The immediate response from the Abbott government was predictable, particularly given its assessment there are no other big “shovel-ready” projects in Victoria. The Melbourne metro rail project proudly cited by the Andrews government as an alternative can’t begin for a few years at the earliest. It has no start date. That’s not helpful for a state desperate to boost skilled jobs ASAP.

The Prime Minister and the Infrastructure Minister, Jamie Briggs, also said the “reckless” decision to abrogate contractual responsibilities set a dangerous precedent for future projects and threatened further investment.

Actually, this deal probably doesn’t directly threaten much future infrastructure investment. A range of construction companies, international or domestic, are usually available to bid for more major work in Australia. It’s the price at which they are willing to do so that is the real issue.

In a statement, consortium members described the deal as a satisfactory resolution and noted they “look forward to pursuing future projects in the state of Victoria”.

But with Victoria now having the dubious reputation of not honouring a signed contract, the cost of any new infrastructure project and bid will inevitably go up.


That’s because it will now be necessary to take into account risks that no financiers or companies thought had to be considered when dealing with Australian governments. That added risk – and added cost – will also be factored in as companies decide just which projects to bid for around the world.

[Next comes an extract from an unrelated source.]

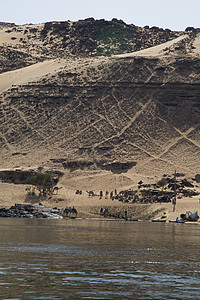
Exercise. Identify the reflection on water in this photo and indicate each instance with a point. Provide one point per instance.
(85, 259)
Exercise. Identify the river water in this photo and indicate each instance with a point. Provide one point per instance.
(88, 259)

The political brawl over the East West contract may have been an unusual circumstance, but it means the admittedly vague concept of sovereign risk is now linked to Australian government infrastructure deals for the first time. And to the extent any infrastructure company has the option of undertaking potential and expensive bids in different countries and has to choose between them, the Australian option will have another mark against it.

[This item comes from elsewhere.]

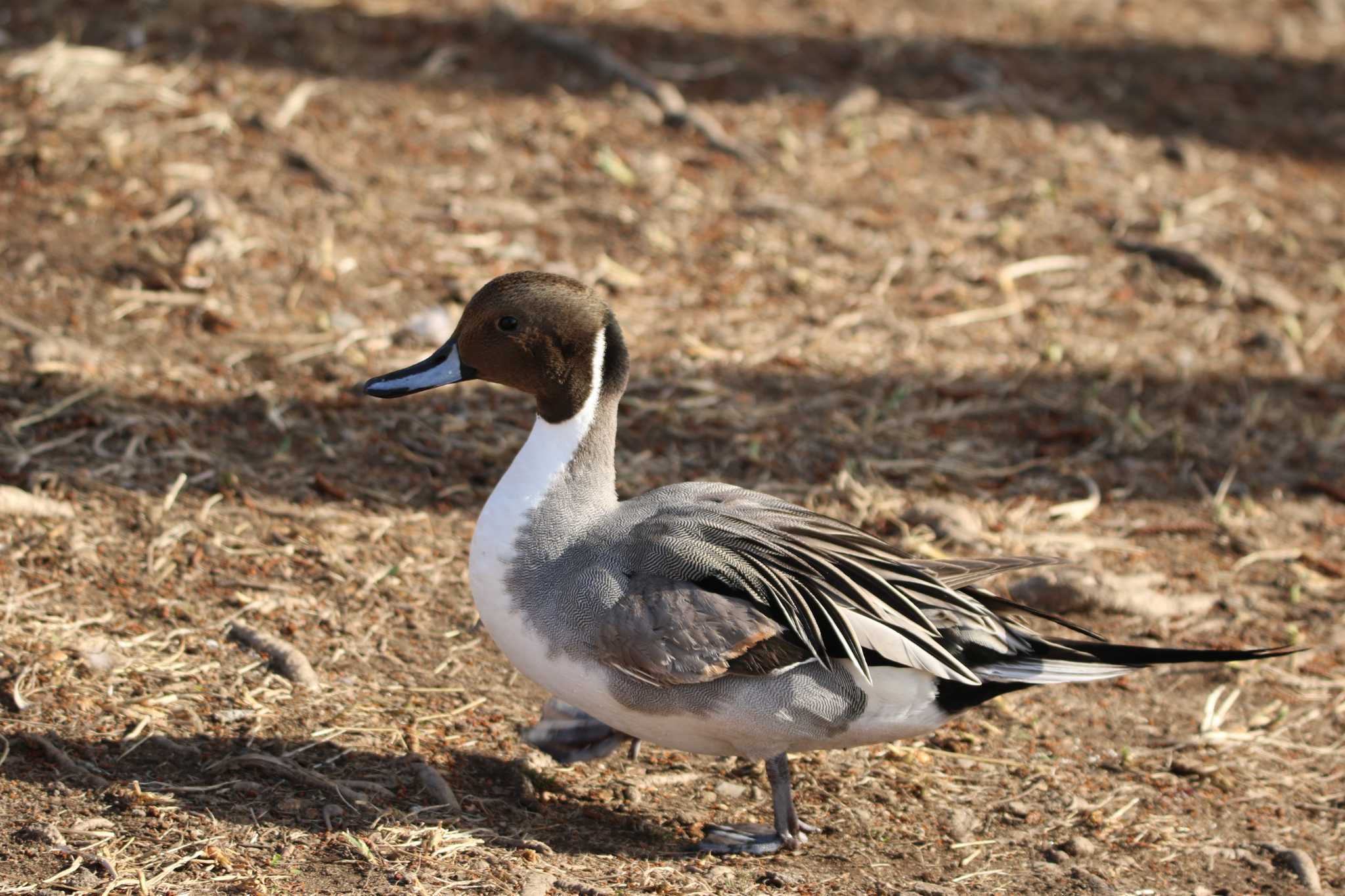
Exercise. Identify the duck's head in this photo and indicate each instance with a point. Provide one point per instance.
(541, 333)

Negotiating a “good faith” deal is certainly better for the state’s reputation (as well as the country’s) than the government’s threat to introduce legislation as a way of avoiding compensation. This was after the former Napthine government signed the contract for the last year just before the November state election. Despite Labor’s insistence it would not proceed if it won office, the government also added a poison pill side-letter that effectively allowed for massive compensation payments as part of the attempt to ensure the toll road went ahead.

As a new premier, Daniel Andrews was clearly willing to contemplate legislation as part of his determination to force the consortium to negotiate and agree to a deal ahead of the state budget on May 5. He says legislation was never his first preference and that there would have been a consequence for such a course of action.

But there will still be a consequence from this particular fix too. The East West consortium was formed by Lend Lease, Spain’s construction giant, Acciona, France’s construction group, Bouygues, and infrastructure financing specialist, Capella Capital.


The governments of Spain and France have both formally complained to the Victorian government over its treatment of the successful tenderers. That is not lightly done by governments and the impasse in Victoria has certainly gained attention in international construction circles.

The Andrews government now says it will legislate to avoid contracts being signed too close to an election so that this situation can never happen to another government. None of this will affect the state’s AAA credit rating, it insists.

The government will effectively take over the project company for $1, with assets transferring to the state. The deal avoids the prospect of future penalties and means, according to the government, the relationship is terminated and the matter is “settled”.

Victorian Treasurer Tim Pallas said it wasn’t a day for celebration.

“The previous Liberal government deliberately left Victoria with only a handful of options – none of them good.”

In the end, Labor didn’t pick the worst option – legislation. It didn’t pick the best either – known as honouring a contract.